The configuration of the communication terminal apparatus according to the present embodiment is the same as that of communication terminal apparatus 700 shown in FIG. However, the line quality information generation unit 701 of the communication terminal device 700 stores a plurality of MCS tables as shown in FIG. Each MCS table shown in FIG. 8 indicates a SINR range to which each MCS level is assigned, and the ranges are different from each other. For example, the SINR range to which MCS2 is assigned in the MCS table 1 is a range that is greater than or equal to TH11 and smaller than TH12. The SINR range that is assigned to the MCS2 in the MCS table 2 is greater than TH21 and less than TH22, also delta 11 dB less than TH11, TH22 also delta 12 dB less than TH12.

  The channel quality information generation unit 701 selects an MCS table based on the number of repetitions of the error correction decoding process, and determines the MCS level requested to the base station apparatus 100 based on the selected MCS table based on the measured SINR value. To do. For example, the line quality information generation unit 701 selects the MCS table 3 if the number of repetitions is 1 to 3, selects the MCS table 2 if it is 4 to 6, and selects the MCS table 1 if it is 7 or more. To do.

  As described above, according to the present embodiment, the base station apparatus selects the table for determining the MCS level required by the communication terminal apparatus from the base station apparatus based on the number of repetitions of the error correction decoding process. Can select the optimal MCS level and determine the modulation scheme and coding rate.

  In the fourth embodiment, the MCS level required for the base station apparatus can be corrected based on the number of repetitions of error correction decoding processing and the allowable delay amount so as to correspond to the second embodiment.

(Embodiment 5)
In the fifth embodiment, a case will be described in which a communication terminal apparatus serving as a data transmission destination is assigned in consideration of repetition number information in addition to line quality information. The configurations of the base station apparatus and communication terminal apparatus of the present embodiment are the same as those of base station apparatus 100 of FIG. 1 and communication terminal apparatus 200 of FIG.

  Next, a method for allocating communication terminal apparatuses serving as data transmission destinations in scheduling section 151 of base station apparatus 100 according to the present embodiment will be described in detail with reference to the flowchart of FIG.

  First, the scheduling unit 151 receives ACK information for each communication terminal apparatus (S901: YES), and the number of repetitions of the error correction decoding process indicated in the repetition number information is greater than a predetermined threshold. When the number is low (S902: YES), the priority of resource allocation is lowered (S903). On the other hand, if the scheduling unit 151 has received NACK information in S901 (S901: NO), or if the number of repetitions of the error correction decoding process indicated in the repetition number information in S902 is greater than or equal to a predetermined threshold value (S902: NO), the priority of resource allocation is maintained (S904).

  Then, the scheduling unit 151 performs the processing of S901 to S904 for all the communication terminal devices (S905 to S908), compares the MCS levels among the communication terminal devices in which the priority is maintained, for example, the most MCS A communication terminal device having a high level is assigned as a data transmission destination (S909).

  Thus, according to the present embodiment, a communication terminal device with a high margin is assigned as a data transmission destination by lowering the priority of a communication terminal device in which the number of repetitions of error correction decoding processing is less than a predetermined threshold.

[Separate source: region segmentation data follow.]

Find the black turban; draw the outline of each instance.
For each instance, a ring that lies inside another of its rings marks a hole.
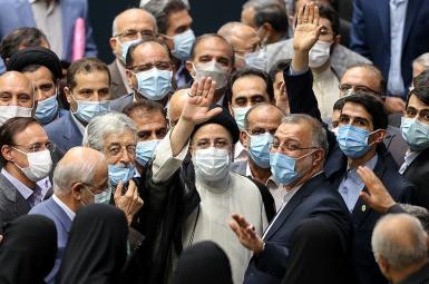
[[[8,71],[22,71],[29,65],[48,68],[56,79],[61,78],[62,68],[58,56],[47,48],[26,48],[14,52],[8,60]]]
[[[211,109],[216,108],[216,107],[222,108],[222,112],[215,117],[212,117],[207,121],[195,126],[194,131],[192,133],[192,136],[194,136],[194,134],[202,126],[208,125],[208,124],[216,124],[216,125],[222,125],[223,127],[225,127],[230,131],[231,136],[233,137],[233,143],[236,144],[238,141],[238,138],[240,138],[240,129],[238,129],[237,123],[235,123],[234,117],[230,114],[230,111],[226,108],[221,107],[221,106],[212,106]]]

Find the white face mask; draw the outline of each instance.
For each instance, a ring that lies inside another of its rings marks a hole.
[[[309,52],[310,68],[318,68],[324,65],[330,58],[331,42],[318,40]]]
[[[195,174],[203,180],[218,182],[224,179],[230,172],[230,151],[209,147],[197,149],[192,156]]]
[[[27,156],[27,168],[21,168],[17,164],[16,165],[30,180],[37,183],[49,175],[49,172],[52,168],[52,158],[50,157],[50,151],[48,149],[35,153],[23,153],[20,149],[13,149]]]
[[[12,117],[31,117],[32,108],[20,106],[0,106],[0,126]]]

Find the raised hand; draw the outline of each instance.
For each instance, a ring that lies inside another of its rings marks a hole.
[[[368,193],[360,193],[360,197],[363,202],[381,214],[387,213],[388,209],[394,205],[394,200],[390,196],[388,189],[386,189],[383,183],[381,183],[380,178],[378,178],[368,167],[359,167],[358,175],[368,189]]]
[[[309,52],[319,40],[322,26],[319,26],[319,8],[310,2],[298,13],[298,25],[293,33],[293,49]]]
[[[128,225],[131,224],[134,215],[142,208],[143,199],[138,195],[137,186],[129,179],[128,189],[123,195],[124,185],[120,182],[114,195],[115,205],[125,213]]]
[[[209,77],[203,77],[199,81],[195,81],[188,91],[181,119],[198,125],[222,112],[222,108],[209,109],[215,89],[216,82]]]
[[[254,254],[259,254],[264,251],[264,241],[256,234],[255,227],[246,222],[243,216],[237,214],[232,215],[233,219],[230,222],[230,227],[237,235],[242,245]]]

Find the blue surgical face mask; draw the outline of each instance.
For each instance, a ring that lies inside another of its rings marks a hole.
[[[173,37],[174,50],[173,56],[182,61],[186,60],[191,56],[191,49],[195,41],[195,35],[192,29],[188,29],[182,33]]]
[[[357,159],[371,149],[372,144],[368,145],[368,137],[371,134],[367,129],[344,125],[338,128],[337,141],[345,156]]]
[[[149,160],[154,157],[156,146],[159,144],[159,141],[160,140],[158,139],[154,139],[154,140],[137,143],[137,147],[136,147],[137,163],[145,167],[147,163],[149,163]]]
[[[271,173],[273,174],[274,179],[283,185],[290,185],[293,182],[298,180],[306,170],[311,169],[311,167],[309,167],[302,173],[299,173],[295,169],[296,160],[306,157],[313,153],[314,150],[299,158],[292,158],[282,153],[270,153]]]
[[[150,70],[136,74],[137,91],[147,99],[160,100],[172,90],[173,71]]]
[[[135,173],[135,166],[120,167],[116,165],[108,165],[109,182],[115,186],[117,186],[119,182],[123,182],[123,184],[127,183],[134,177]]]
[[[273,136],[270,133],[260,135],[248,135],[251,145],[248,154],[252,160],[261,168],[270,168],[270,146],[273,141]]]
[[[57,95],[53,95],[50,98],[39,100],[37,104],[35,117],[37,120],[39,120],[42,125],[46,125],[53,120],[53,118],[58,114],[58,100]]]
[[[233,107],[234,118],[235,118],[235,121],[237,123],[240,130],[244,129],[244,118],[248,109],[251,109],[251,107],[243,107],[243,108]]]
[[[423,150],[429,147],[429,125],[418,119],[402,117],[401,131],[411,150]]]
[[[120,48],[123,49],[123,53],[120,53],[120,59],[123,60],[124,65],[127,60],[127,52],[129,47],[139,41],[140,41],[139,39],[135,39],[130,41],[120,42]]]
[[[85,123],[89,123],[94,117],[101,116],[110,110],[110,101],[89,101],[89,100],[78,100],[74,95],[71,95],[78,105],[78,109],[72,111],[72,114]]]

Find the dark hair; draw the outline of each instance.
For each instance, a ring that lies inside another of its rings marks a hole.
[[[9,118],[0,127],[0,149],[4,145],[17,145],[14,141],[14,136],[22,133],[32,124],[40,125],[33,117],[12,117]],[[7,159],[3,157],[3,154],[0,151],[0,165],[3,167],[7,164]]]
[[[379,68],[377,68],[373,65],[369,65],[369,63],[359,63],[359,65],[353,65],[353,66],[349,67],[347,69],[347,71],[350,70],[350,69],[354,69],[354,68],[364,68],[364,69],[371,71],[379,79],[379,92],[380,92],[380,96],[383,96],[387,92],[388,84],[386,82],[384,77],[383,77],[383,75],[382,75],[382,72],[380,71]]]
[[[275,31],[287,32],[286,8],[281,1],[251,0],[243,6],[243,8],[248,7],[255,10],[253,21],[256,27],[261,27],[267,22]]]
[[[333,36],[340,35],[340,16],[330,4],[319,4],[320,18],[328,19],[331,22]]]
[[[191,57],[189,59],[191,60],[194,60],[195,59],[195,49],[196,47],[204,40],[206,39],[209,39],[209,38],[217,38],[220,39],[221,41],[224,41],[225,45],[227,45],[230,48],[231,48],[231,66],[234,66],[235,63],[235,59],[234,59],[234,48],[233,46],[222,36],[217,35],[217,33],[205,33],[203,36],[199,36],[195,39],[195,42],[194,45],[192,46],[192,49],[191,49]]]
[[[236,80],[240,78],[244,77],[250,77],[250,76],[255,76],[264,80],[265,86],[266,86],[266,94],[269,95],[270,100],[274,100],[274,89],[273,89],[273,80],[271,79],[270,75],[265,71],[262,71],[260,69],[255,68],[244,68],[244,69],[238,69],[230,78],[227,89],[226,89],[226,99],[227,101],[233,100],[233,86]]]
[[[9,59],[20,47],[40,47],[42,41],[48,42],[45,33],[37,28],[18,28],[3,37],[0,43],[0,56]]]
[[[269,75],[271,79],[274,81],[275,80],[275,75],[277,72],[285,70],[286,68],[289,69],[291,66],[292,59],[280,59],[277,60],[270,69]]]
[[[101,71],[106,72],[109,78],[109,85],[111,82],[109,68],[105,62],[97,58],[82,58],[70,65],[67,69],[67,87],[74,89],[76,87],[76,76],[80,72],[95,72]]]
[[[43,66],[43,65],[28,65],[28,66],[26,66],[25,68],[22,68],[22,69],[20,70],[20,72],[21,72],[21,74],[25,74],[25,72],[30,72],[30,74],[32,74],[32,72],[36,72],[37,70],[39,70],[40,67],[46,67],[46,66]],[[48,68],[48,67],[46,67],[46,68]],[[51,74],[53,84],[57,84],[57,79],[55,78],[52,71],[51,71],[49,68],[48,68],[48,70],[49,70],[49,72]]]
[[[138,102],[134,102],[133,105],[126,107],[123,112],[130,117],[134,111],[160,112],[166,119],[164,106],[149,99],[142,99]]]
[[[350,96],[343,97],[343,101],[344,105],[341,108],[341,112],[347,102],[359,104],[371,115],[374,130],[386,129],[388,127],[388,116],[384,112],[384,105],[376,96],[364,92],[354,92]]]
[[[126,59],[125,59],[126,67],[128,69],[130,69],[133,67],[133,63],[134,63],[133,55],[134,55],[134,51],[136,50],[136,48],[139,47],[139,46],[143,46],[145,43],[148,43],[148,42],[155,42],[155,43],[158,43],[159,46],[162,46],[164,48],[165,52],[168,55],[168,58],[172,60],[172,58],[173,58],[172,52],[170,52],[168,46],[165,43],[164,40],[162,40],[162,39],[159,39],[157,37],[154,37],[154,36],[144,36],[142,38],[142,40],[137,41],[136,43],[133,43],[128,48],[127,56],[126,56]]]
[[[421,100],[425,105],[429,106],[429,86],[420,85],[413,88],[407,98],[407,107],[410,101],[411,96],[415,95],[419,100]]]
[[[340,98],[339,100],[333,104],[333,110],[341,110],[344,106],[344,98]]]
[[[425,70],[419,76],[413,78],[412,85],[415,86],[415,88],[421,85],[429,87],[429,70]]]
[[[150,4],[152,2],[154,2],[154,4]],[[145,10],[147,10],[155,17],[159,33],[167,33],[167,29],[169,25],[168,17],[172,13],[187,10],[187,7],[181,0],[169,0],[165,4],[165,7],[160,10],[157,4],[158,1],[152,1],[152,2],[145,6]]]

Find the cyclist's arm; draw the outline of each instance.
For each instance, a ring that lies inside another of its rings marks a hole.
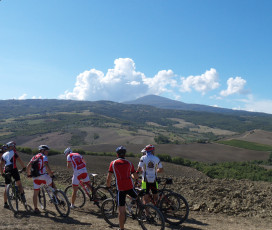
[[[112,178],[112,174],[111,172],[108,173],[107,175],[107,187],[110,187],[111,186],[111,178]]]
[[[45,168],[46,168],[46,171],[48,172],[49,176],[53,176],[53,172],[52,170],[50,169],[49,165],[48,165],[48,162],[44,162],[44,165],[45,165]]]
[[[19,156],[18,156],[17,160],[19,161],[22,168],[25,168],[25,164],[24,164],[24,162],[22,161],[22,159]]]

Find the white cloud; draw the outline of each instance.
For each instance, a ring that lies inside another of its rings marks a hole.
[[[18,100],[25,100],[27,97],[27,94],[24,93],[22,96],[18,97]]]
[[[74,89],[65,91],[61,99],[74,100],[111,100],[128,101],[147,94],[168,92],[167,87],[175,86],[172,70],[159,71],[153,78],[147,78],[137,72],[135,63],[130,58],[119,58],[114,61],[114,68],[106,75],[96,69],[84,71],[76,78]]]
[[[232,95],[232,94],[237,94],[237,93],[245,93],[244,91],[244,86],[246,84],[246,80],[244,80],[241,77],[236,77],[236,78],[229,78],[227,81],[228,88],[226,90],[222,90],[220,92],[220,95],[223,97]]]
[[[201,92],[203,95],[206,92],[214,90],[220,86],[218,82],[218,73],[216,72],[216,69],[213,68],[207,70],[200,76],[189,76],[187,78],[182,77],[181,81],[181,92],[191,92],[192,89],[195,89],[196,91]]]

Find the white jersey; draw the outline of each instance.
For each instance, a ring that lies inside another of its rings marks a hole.
[[[148,153],[141,157],[138,167],[143,170],[143,179],[149,183],[154,183],[157,177],[157,169],[162,168],[162,164],[158,157]]]

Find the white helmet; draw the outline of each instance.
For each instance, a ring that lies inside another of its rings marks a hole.
[[[68,154],[72,153],[72,149],[70,147],[68,147],[67,149],[64,150],[64,156],[67,156]]]
[[[47,145],[40,145],[39,150],[50,150],[50,148]]]

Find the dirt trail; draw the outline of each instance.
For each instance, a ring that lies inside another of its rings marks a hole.
[[[29,156],[22,156],[29,159]],[[95,158],[95,159],[93,159]],[[92,160],[91,160],[92,159]],[[89,172],[99,173],[98,184],[105,184],[105,171],[110,157],[90,157],[87,159]],[[135,159],[132,159],[135,161]],[[49,163],[57,175],[57,183],[65,187],[71,175],[65,168],[63,156],[49,157]],[[136,162],[135,162],[136,163]],[[172,164],[164,164],[164,176],[173,178],[172,189],[182,194],[190,206],[188,220],[181,226],[167,225],[166,229],[184,230],[271,230],[272,229],[272,189],[266,182],[213,180],[202,173]],[[0,181],[2,179],[0,178]],[[28,179],[27,179],[28,180]],[[31,183],[25,191],[28,204],[32,204]],[[83,209],[72,210],[68,218],[58,215],[55,207],[41,215],[22,211],[14,215],[3,208],[3,185],[0,185],[0,229],[113,229],[103,220],[99,209],[88,202]],[[23,210],[21,208],[21,210]],[[127,229],[138,230],[136,221],[129,222]]]

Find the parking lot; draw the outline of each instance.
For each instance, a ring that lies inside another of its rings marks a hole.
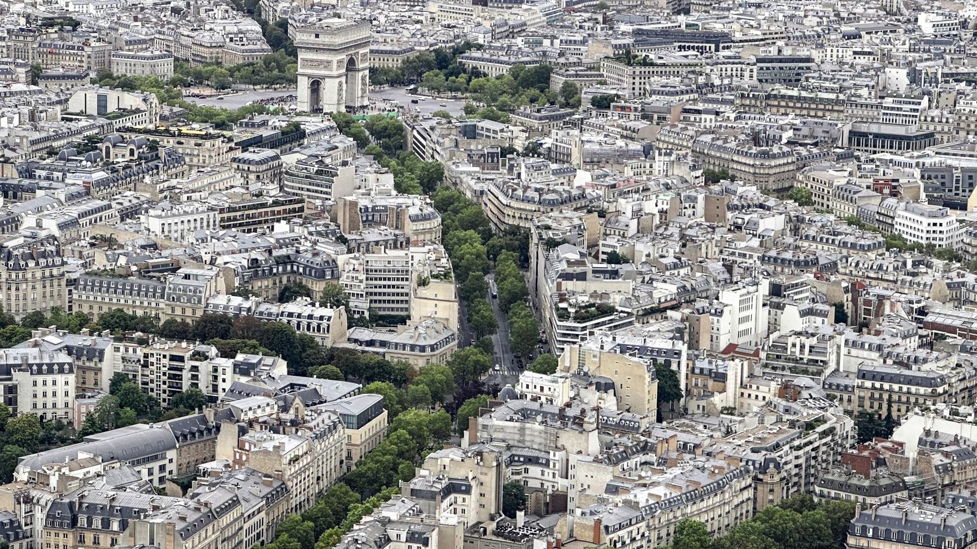
[[[250,102],[272,99],[276,97],[294,96],[296,90],[252,90],[245,92],[231,92],[225,95],[208,95],[207,99],[200,99],[198,96],[184,96],[184,100],[194,105],[206,105],[208,106],[223,106],[224,108],[240,108]],[[223,97],[224,99],[217,99]]]
[[[404,106],[419,109],[422,114],[430,114],[435,110],[446,110],[451,116],[461,116],[465,106],[464,100],[440,100],[414,96],[408,94],[406,88],[387,88],[386,90],[370,92],[369,97],[377,102],[385,99],[394,100]],[[417,100],[416,104],[410,103],[410,100],[413,99]],[[442,106],[442,104],[445,104],[445,106]]]

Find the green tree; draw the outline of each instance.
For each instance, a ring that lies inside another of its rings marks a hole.
[[[611,104],[617,101],[617,96],[613,94],[594,96],[590,98],[590,106],[594,108],[611,108]]]
[[[302,282],[285,284],[280,290],[278,290],[278,303],[289,303],[300,297],[315,299],[316,295],[312,291],[312,288]]]
[[[258,342],[287,360],[289,364],[302,363],[302,347],[295,335],[295,328],[284,322],[265,322],[261,326]]]
[[[196,410],[203,408],[206,403],[207,397],[196,387],[191,387],[183,393],[177,393],[170,399],[170,407],[173,408]]]
[[[345,132],[343,132],[343,135],[355,141],[357,143],[357,147],[360,148],[364,148],[367,145],[369,145],[369,135],[360,124],[353,124]]]
[[[885,420],[882,422],[882,432],[879,436],[889,439],[895,429],[896,422],[892,417],[892,393],[889,393],[889,398],[885,402]]]
[[[496,270],[497,274],[497,270]],[[513,305],[525,303],[530,297],[530,289],[522,276],[498,280],[496,276],[495,291],[498,293],[498,306],[502,311],[511,311]]]
[[[417,184],[430,194],[445,181],[445,166],[438,161],[421,162],[414,170]]]
[[[463,434],[468,429],[468,418],[478,415],[479,408],[487,407],[488,407],[488,395],[478,395],[462,402],[454,414],[458,434]]]
[[[543,353],[542,355],[536,357],[535,360],[529,365],[526,369],[531,372],[536,372],[541,374],[553,374],[556,373],[556,367],[559,364],[556,358],[549,353]]]
[[[227,339],[231,336],[231,328],[234,325],[234,319],[229,315],[204,313],[193,324],[191,336],[197,341]]]
[[[560,97],[563,98],[565,104],[570,104],[575,96],[580,95],[580,87],[576,85],[576,82],[573,80],[564,80],[563,84],[560,85]]]
[[[526,507],[526,488],[522,481],[509,481],[502,485],[502,514],[516,518],[516,511]]]
[[[509,311],[508,319],[509,347],[517,355],[530,355],[539,339],[539,322],[535,316],[524,303],[519,302]]]
[[[300,515],[289,515],[278,523],[276,535],[289,536],[298,541],[302,549],[313,549],[316,545],[314,529],[315,525],[302,520]]]
[[[631,258],[627,257],[627,254],[619,253],[616,250],[608,252],[608,265],[624,265],[625,263],[631,263]]]
[[[5,444],[0,450],[0,483],[14,482],[14,471],[21,456],[27,455],[27,450],[15,444]]]
[[[833,547],[844,547],[848,540],[848,527],[852,519],[855,518],[855,503],[838,499],[828,499],[822,501],[818,510],[828,517],[828,522],[831,528],[831,539]]]
[[[274,357],[275,353],[271,349],[266,349],[254,339],[217,339],[207,342],[217,348],[217,354],[223,359],[234,359],[238,353],[245,355],[264,355]]]
[[[678,372],[660,362],[655,362],[655,376],[658,380],[658,405],[682,400],[682,386]]]
[[[425,364],[410,384],[426,386],[431,392],[431,399],[444,403],[447,396],[454,393],[454,372],[447,364]]]
[[[0,345],[4,349],[23,343],[28,339],[30,339],[30,330],[25,327],[10,325],[0,329]]]
[[[431,390],[424,385],[408,385],[404,395],[404,403],[412,408],[431,407]]]
[[[129,380],[129,383],[119,386],[112,395],[119,400],[120,408],[130,408],[136,413],[146,413],[147,395],[143,393],[135,381]]]
[[[103,397],[107,399],[108,397]],[[7,420],[7,443],[21,446],[27,453],[37,451],[37,439],[41,435],[41,424],[32,413],[21,412]]]
[[[346,295],[346,288],[339,282],[326,282],[322,286],[322,293],[319,294],[319,304],[321,307],[328,307],[330,309],[345,307],[348,311],[350,308],[350,296]]]
[[[0,432],[7,428],[7,420],[10,419],[10,408],[7,404],[0,402]]]
[[[949,247],[936,248],[936,250],[933,251],[933,257],[939,259],[940,261],[960,262],[963,260],[963,256],[960,255],[960,252]]]
[[[491,359],[478,347],[459,349],[447,360],[454,379],[466,385],[475,383],[491,369]],[[415,380],[416,381],[416,380]]]
[[[882,420],[875,413],[864,408],[856,414],[855,426],[858,429],[856,440],[859,443],[868,443],[875,437],[882,437],[885,432]]]
[[[708,549],[709,530],[699,521],[682,519],[675,525],[672,549]]]
[[[44,316],[44,313],[40,311],[31,311],[27,313],[23,319],[21,320],[21,326],[27,328],[28,330],[45,327],[44,323],[48,320],[48,317]]]
[[[797,202],[798,206],[813,206],[814,205],[814,194],[811,190],[806,187],[793,187],[789,192],[787,192],[787,198]]]
[[[119,427],[128,427],[139,423],[139,418],[136,416],[136,412],[132,408],[122,408],[119,410]]]
[[[343,372],[339,371],[339,368],[333,366],[332,364],[322,364],[321,366],[309,368],[309,375],[319,379],[335,379],[336,381],[343,381],[346,379]]]
[[[461,294],[461,299],[465,300],[467,303],[471,303],[477,299],[484,300],[488,291],[488,280],[486,279],[485,274],[479,272],[473,272],[468,274],[468,277],[465,278],[465,282],[461,284],[459,293]]]
[[[356,119],[353,118],[353,115],[347,114],[346,112],[330,112],[329,118],[332,118],[336,127],[339,128],[340,133],[345,132],[357,123]]]
[[[744,521],[730,528],[724,537],[716,538],[711,549],[785,549],[764,533],[756,521]]]
[[[404,431],[419,449],[430,447],[434,442],[430,426],[433,414],[427,410],[410,408],[401,412],[390,422],[390,433]]]
[[[363,126],[387,154],[394,154],[404,148],[404,124],[398,118],[374,114],[366,119]]]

Can be prevented.

  In each of the above embodiments, the case where the communication terminal apparatus transmits information indicating the number of repetitions of the error correction decoding process to the base station apparatus has been described. However, the present invention is not limited to this, and the error correction decoding process is performed. Information indicating the value obtained by normalizing the number of repetitions with the maximum number of repetitions of the decoder of the communication terminal device or information indicating the likelihood when no error is detected may be transmitted to the base station device. .

  In each of the above embodiments, downlink resource allocation has been described. However, the present invention is not limited to this, and can also be applied to uplink resource allocation.

  The present invention is suitable for use in a base station apparatus and a communication terminal apparatus that perform wireless communication.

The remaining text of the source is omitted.